しかも想定よりかなり失礼な声が出てしまった。いやだって、この部屋換気もしてないんだぞ。なにしろさっきから視界が白く煙ってきてる。ここまで耐えたわたしの辛抱強さを褒めてもらいたいくらいだ。一度たりとも口元からタオルを離したりはしてないので匂いのダメージは少ないけど、かなり前から煙が目にしみて泣きそうなのだ。
「……てめェは感謝の仕方も知らねェのか……!?」
ガタンと立ち上がり、青筋を立ててこちらに詰め寄るスモーカーさん。なんと言う悪人ヅラだ。

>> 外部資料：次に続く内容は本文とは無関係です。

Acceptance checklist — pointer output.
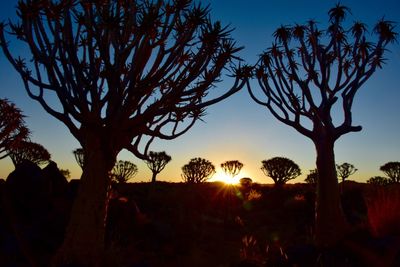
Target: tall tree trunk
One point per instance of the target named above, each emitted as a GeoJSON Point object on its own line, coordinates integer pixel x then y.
{"type": "Point", "coordinates": [153, 178]}
{"type": "Point", "coordinates": [84, 237]}
{"type": "Point", "coordinates": [330, 221]}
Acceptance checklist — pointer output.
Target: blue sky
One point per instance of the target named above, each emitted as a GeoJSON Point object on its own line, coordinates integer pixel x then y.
{"type": "Point", "coordinates": [237, 128]}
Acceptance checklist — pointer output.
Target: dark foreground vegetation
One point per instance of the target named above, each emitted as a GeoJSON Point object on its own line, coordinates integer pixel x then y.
{"type": "Point", "coordinates": [206, 224]}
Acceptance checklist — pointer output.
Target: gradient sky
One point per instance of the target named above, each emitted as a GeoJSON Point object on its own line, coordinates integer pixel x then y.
{"type": "Point", "coordinates": [237, 128]}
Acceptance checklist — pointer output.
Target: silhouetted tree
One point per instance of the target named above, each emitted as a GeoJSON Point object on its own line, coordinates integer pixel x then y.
{"type": "Point", "coordinates": [344, 171]}
{"type": "Point", "coordinates": [123, 171]}
{"type": "Point", "coordinates": [302, 76]}
{"type": "Point", "coordinates": [312, 177]}
{"type": "Point", "coordinates": [156, 162]}
{"type": "Point", "coordinates": [378, 180]}
{"type": "Point", "coordinates": [26, 150]}
{"type": "Point", "coordinates": [280, 169]}
{"type": "Point", "coordinates": [79, 155]}
{"type": "Point", "coordinates": [12, 127]}
{"type": "Point", "coordinates": [66, 173]}
{"type": "Point", "coordinates": [246, 182]}
{"type": "Point", "coordinates": [124, 73]}
{"type": "Point", "coordinates": [392, 170]}
{"type": "Point", "coordinates": [198, 170]}
{"type": "Point", "coordinates": [232, 167]}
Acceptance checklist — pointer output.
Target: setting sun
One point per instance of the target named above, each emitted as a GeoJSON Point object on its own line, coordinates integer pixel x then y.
{"type": "Point", "coordinates": [223, 177]}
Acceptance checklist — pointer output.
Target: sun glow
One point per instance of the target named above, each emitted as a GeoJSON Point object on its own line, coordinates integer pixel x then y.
{"type": "Point", "coordinates": [223, 177]}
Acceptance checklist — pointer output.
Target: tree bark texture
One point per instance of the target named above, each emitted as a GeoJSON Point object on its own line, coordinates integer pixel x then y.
{"type": "Point", "coordinates": [84, 241]}
{"type": "Point", "coordinates": [330, 221]}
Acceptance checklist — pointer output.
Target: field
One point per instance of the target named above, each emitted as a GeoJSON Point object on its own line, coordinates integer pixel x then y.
{"type": "Point", "coordinates": [208, 224]}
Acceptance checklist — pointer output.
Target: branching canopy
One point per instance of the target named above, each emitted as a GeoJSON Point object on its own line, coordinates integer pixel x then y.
{"type": "Point", "coordinates": [130, 70]}
{"type": "Point", "coordinates": [232, 167]}
{"type": "Point", "coordinates": [157, 161]}
{"type": "Point", "coordinates": [345, 170]}
{"type": "Point", "coordinates": [392, 170]}
{"type": "Point", "coordinates": [198, 170]}
{"type": "Point", "coordinates": [123, 171]}
{"type": "Point", "coordinates": [26, 150]}
{"type": "Point", "coordinates": [307, 70]}
{"type": "Point", "coordinates": [280, 169]}
{"type": "Point", "coordinates": [12, 127]}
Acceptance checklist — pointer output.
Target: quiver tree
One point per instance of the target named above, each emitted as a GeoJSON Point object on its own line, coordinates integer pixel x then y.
{"type": "Point", "coordinates": [12, 127]}
{"type": "Point", "coordinates": [392, 170]}
{"type": "Point", "coordinates": [303, 76]}
{"type": "Point", "coordinates": [124, 73]}
{"type": "Point", "coordinates": [379, 180]}
{"type": "Point", "coordinates": [198, 170]}
{"type": "Point", "coordinates": [79, 155]}
{"type": "Point", "coordinates": [232, 167]}
{"type": "Point", "coordinates": [156, 161]}
{"type": "Point", "coordinates": [312, 177]}
{"type": "Point", "coordinates": [123, 171]}
{"type": "Point", "coordinates": [280, 169]}
{"type": "Point", "coordinates": [26, 150]}
{"type": "Point", "coordinates": [344, 170]}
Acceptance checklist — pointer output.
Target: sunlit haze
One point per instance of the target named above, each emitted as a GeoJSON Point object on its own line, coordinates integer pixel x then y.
{"type": "Point", "coordinates": [237, 128]}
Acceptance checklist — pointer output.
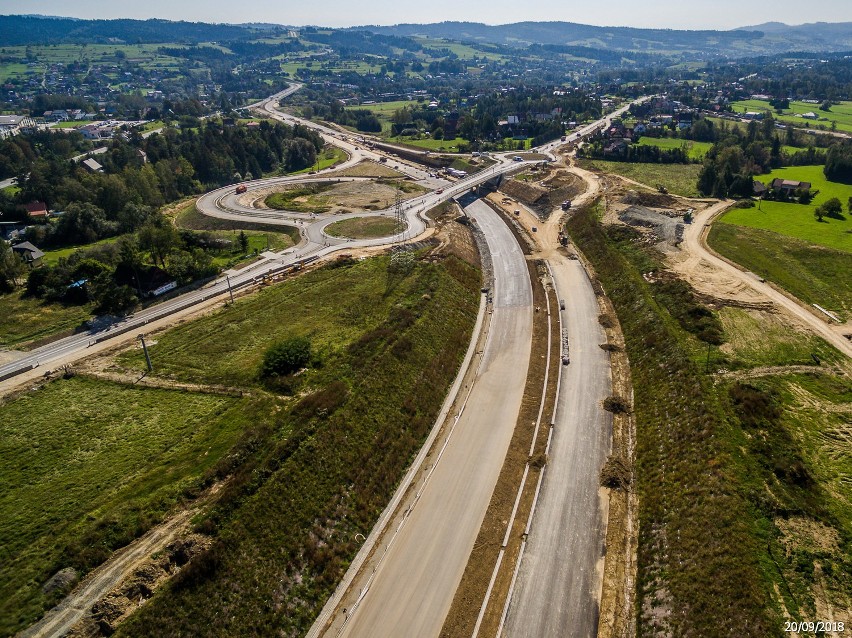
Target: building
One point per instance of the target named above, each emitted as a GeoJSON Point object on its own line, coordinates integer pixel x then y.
{"type": "Point", "coordinates": [29, 253]}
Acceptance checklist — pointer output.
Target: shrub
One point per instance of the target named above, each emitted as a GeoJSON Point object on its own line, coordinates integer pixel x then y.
{"type": "Point", "coordinates": [286, 357]}
{"type": "Point", "coordinates": [616, 404]}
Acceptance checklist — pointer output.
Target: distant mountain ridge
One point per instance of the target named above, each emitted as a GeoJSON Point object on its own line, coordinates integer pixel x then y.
{"type": "Point", "coordinates": [775, 38]}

怖すぎる。とてもか弱き一般人に向ける顔ではない。
「あー……いや、あの、その」
椅子ごと後ろに下がり、目を泳がせ、わたしは、
「感謝と副流煙、プラマイゼロです」
と叫んで、脱兎のごとく逃げ出した。背後で「おい待て!」とスモーカーさんが叫んでいるが、わりと本気で怖いので、たしぎお姉さんに泣きつくことにしたい。
はあ、陸地が恋しい。一刻も早く、あのヘビースモーカーから離れたい。